2.1.13

Umbria. Quei maiali della camorra ("micropolis" - decembre 2012)

Il prestanome con la pistola
Sparata nelle locandine e nei titoli di prima pagina dei quotidiani regionali il 19 dicembre la notizia è che l’Umbria è diventata terra di camorra.
In realtà si tratta del sequestro di due aziende agricole tra Bettona e il Trasimeno e di un altro immobile, per il valore complessivo di circa un milione di euro, che fanno capo a tal Biagio Ciccone, da Nola, cognato del boss ergastolano, Fabbrocino. Robetta, insomma. L’intervento in Umbria, oltre tutto, si compie all’interno di una inchiesta della Divisione investigativa antimafia di Napoli che ha disposto sequestri per 112 milioni: l’“operazione Fulcro”. Quello umbro è in sostanza un rivoletto di quell’inchiesta.
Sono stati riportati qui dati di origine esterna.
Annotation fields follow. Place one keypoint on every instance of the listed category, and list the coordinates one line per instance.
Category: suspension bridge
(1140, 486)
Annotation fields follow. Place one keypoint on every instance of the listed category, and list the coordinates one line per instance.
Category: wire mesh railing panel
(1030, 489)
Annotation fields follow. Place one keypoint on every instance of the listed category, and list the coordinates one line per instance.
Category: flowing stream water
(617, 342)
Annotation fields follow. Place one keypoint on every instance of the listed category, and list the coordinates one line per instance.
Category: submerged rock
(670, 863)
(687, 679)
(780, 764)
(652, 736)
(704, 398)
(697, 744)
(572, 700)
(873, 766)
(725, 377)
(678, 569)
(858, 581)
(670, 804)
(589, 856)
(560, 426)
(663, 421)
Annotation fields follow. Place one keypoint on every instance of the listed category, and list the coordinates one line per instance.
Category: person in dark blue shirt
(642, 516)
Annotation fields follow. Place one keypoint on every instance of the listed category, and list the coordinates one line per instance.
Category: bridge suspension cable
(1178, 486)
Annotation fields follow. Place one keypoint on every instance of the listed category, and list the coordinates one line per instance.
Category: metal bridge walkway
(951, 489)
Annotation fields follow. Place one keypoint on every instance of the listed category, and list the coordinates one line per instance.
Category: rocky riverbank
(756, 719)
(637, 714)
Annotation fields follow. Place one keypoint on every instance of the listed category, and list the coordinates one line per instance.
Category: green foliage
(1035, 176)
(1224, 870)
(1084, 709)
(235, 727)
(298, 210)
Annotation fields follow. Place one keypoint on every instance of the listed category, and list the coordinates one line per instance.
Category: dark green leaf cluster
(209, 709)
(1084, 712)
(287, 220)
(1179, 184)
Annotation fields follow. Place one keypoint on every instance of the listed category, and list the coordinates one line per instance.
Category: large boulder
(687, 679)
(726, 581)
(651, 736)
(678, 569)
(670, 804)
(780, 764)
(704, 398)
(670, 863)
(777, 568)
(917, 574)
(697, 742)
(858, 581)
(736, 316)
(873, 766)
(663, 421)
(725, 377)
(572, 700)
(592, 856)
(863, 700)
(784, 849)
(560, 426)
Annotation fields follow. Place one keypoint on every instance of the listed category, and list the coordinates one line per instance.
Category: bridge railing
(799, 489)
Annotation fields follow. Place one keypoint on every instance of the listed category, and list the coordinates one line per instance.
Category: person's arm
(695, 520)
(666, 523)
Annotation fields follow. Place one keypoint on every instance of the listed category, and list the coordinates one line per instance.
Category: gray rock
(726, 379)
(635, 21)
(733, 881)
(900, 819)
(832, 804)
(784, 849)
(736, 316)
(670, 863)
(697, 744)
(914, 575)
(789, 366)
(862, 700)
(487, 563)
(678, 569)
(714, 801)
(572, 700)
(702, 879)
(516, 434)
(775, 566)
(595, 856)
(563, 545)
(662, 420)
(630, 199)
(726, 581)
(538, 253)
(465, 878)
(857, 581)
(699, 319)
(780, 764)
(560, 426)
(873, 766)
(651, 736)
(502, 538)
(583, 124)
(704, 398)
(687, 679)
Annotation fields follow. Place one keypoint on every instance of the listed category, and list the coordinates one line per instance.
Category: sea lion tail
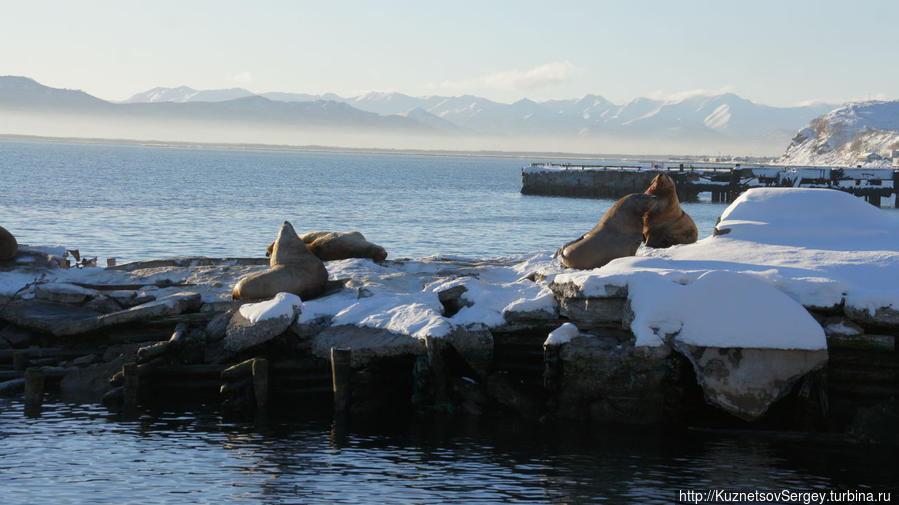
(561, 250)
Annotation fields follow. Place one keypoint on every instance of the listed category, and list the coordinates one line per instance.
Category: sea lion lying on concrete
(667, 224)
(8, 245)
(294, 269)
(618, 234)
(336, 245)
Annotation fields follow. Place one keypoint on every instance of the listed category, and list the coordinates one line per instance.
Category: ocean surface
(135, 203)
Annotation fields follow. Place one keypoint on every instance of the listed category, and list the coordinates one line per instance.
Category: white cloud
(242, 77)
(683, 95)
(541, 76)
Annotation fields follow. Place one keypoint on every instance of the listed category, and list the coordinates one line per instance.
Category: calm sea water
(142, 202)
(82, 454)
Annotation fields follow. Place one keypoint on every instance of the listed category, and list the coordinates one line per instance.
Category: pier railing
(725, 182)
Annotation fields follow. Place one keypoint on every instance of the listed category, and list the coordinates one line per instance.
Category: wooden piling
(238, 371)
(19, 360)
(438, 369)
(131, 385)
(341, 370)
(260, 382)
(34, 389)
(552, 368)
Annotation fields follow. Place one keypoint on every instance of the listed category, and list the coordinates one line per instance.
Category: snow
(817, 247)
(839, 137)
(282, 305)
(403, 296)
(779, 249)
(562, 335)
(720, 309)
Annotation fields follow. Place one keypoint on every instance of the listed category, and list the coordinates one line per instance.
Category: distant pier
(724, 182)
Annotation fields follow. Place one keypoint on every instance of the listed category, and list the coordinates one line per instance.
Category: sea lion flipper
(561, 250)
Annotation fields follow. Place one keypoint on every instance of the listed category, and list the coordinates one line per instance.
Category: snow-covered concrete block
(62, 292)
(257, 323)
(746, 382)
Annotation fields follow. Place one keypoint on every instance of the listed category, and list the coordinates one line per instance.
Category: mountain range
(699, 123)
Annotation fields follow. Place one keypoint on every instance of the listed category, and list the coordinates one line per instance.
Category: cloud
(678, 96)
(242, 77)
(542, 76)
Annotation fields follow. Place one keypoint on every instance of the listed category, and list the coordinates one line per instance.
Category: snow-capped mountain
(24, 95)
(847, 135)
(183, 94)
(697, 123)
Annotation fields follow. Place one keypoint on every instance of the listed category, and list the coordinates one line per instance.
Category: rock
(883, 317)
(608, 379)
(452, 300)
(475, 345)
(841, 327)
(170, 305)
(15, 336)
(877, 423)
(367, 343)
(104, 305)
(87, 359)
(294, 269)
(745, 382)
(124, 297)
(596, 312)
(89, 383)
(63, 320)
(8, 245)
(62, 292)
(215, 329)
(257, 323)
(501, 390)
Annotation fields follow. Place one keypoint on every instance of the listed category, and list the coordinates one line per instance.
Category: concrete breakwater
(147, 333)
(723, 183)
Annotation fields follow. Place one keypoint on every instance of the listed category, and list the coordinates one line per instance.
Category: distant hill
(846, 134)
(715, 117)
(22, 94)
(695, 124)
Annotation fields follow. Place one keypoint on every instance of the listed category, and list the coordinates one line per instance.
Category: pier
(724, 183)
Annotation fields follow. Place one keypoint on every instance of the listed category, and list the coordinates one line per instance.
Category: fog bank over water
(48, 124)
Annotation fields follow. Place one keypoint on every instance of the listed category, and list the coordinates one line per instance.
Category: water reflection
(75, 451)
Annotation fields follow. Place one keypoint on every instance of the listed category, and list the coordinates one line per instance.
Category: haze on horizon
(768, 52)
“Il Messaggero”, nelle sue pagine locali, il giorno dopo titola: Camorra, spuntano le armi. Chi si aspetta di trovare notizia di traffici di armi con basi in Umbria resta assolutamente deluso. Uno dei prestanome delle aziende, tal Tittillo, nel 1997 è stato fermato per detenzione illegale di una pistola, una sola pistola, nel comune di Bastia, ove risiede anche Ciccone. Il Tittillo in una didascalia è definito “boss” e si fa presente che il fermo avvenne a due mesi dal terremoto. Chiamare boss un prestanome con la pistola ci pare francamente troppo e tutto l’arrampicarsi sugli specchi non riesce a nascondere che si tratta di una operazione di routine.
Motivi di inquietudine tuttavia non ne mancano. Dal “Corriere dell’Umbria” per esempio apprendiamo che una delle due aziende sequestrate, la Goga di Magione, nel 2004 tentò di sottrarre all’abbattimento forzato 2500 suini infetti da grave patologia che vennero in parte rintracciati mentre venivano trasferiti in Campania, a farne salsicce probabilmente. Come mai l’allevamento è sequestrato solo adesso?
Più in generale. Acchiappare i prestanome con la pistola e sequestrare i beni a loro intestati è necessario e lodevole, ma senza dimenticare i processi di finanziarizzazione delle mafie, senza ignorare gli intrecci tra legale e illegale, tra infiltrati e umbri di cui ci sono molte tracce in molti campi. Quello dei rifiuti e del loro trattamento per esempio.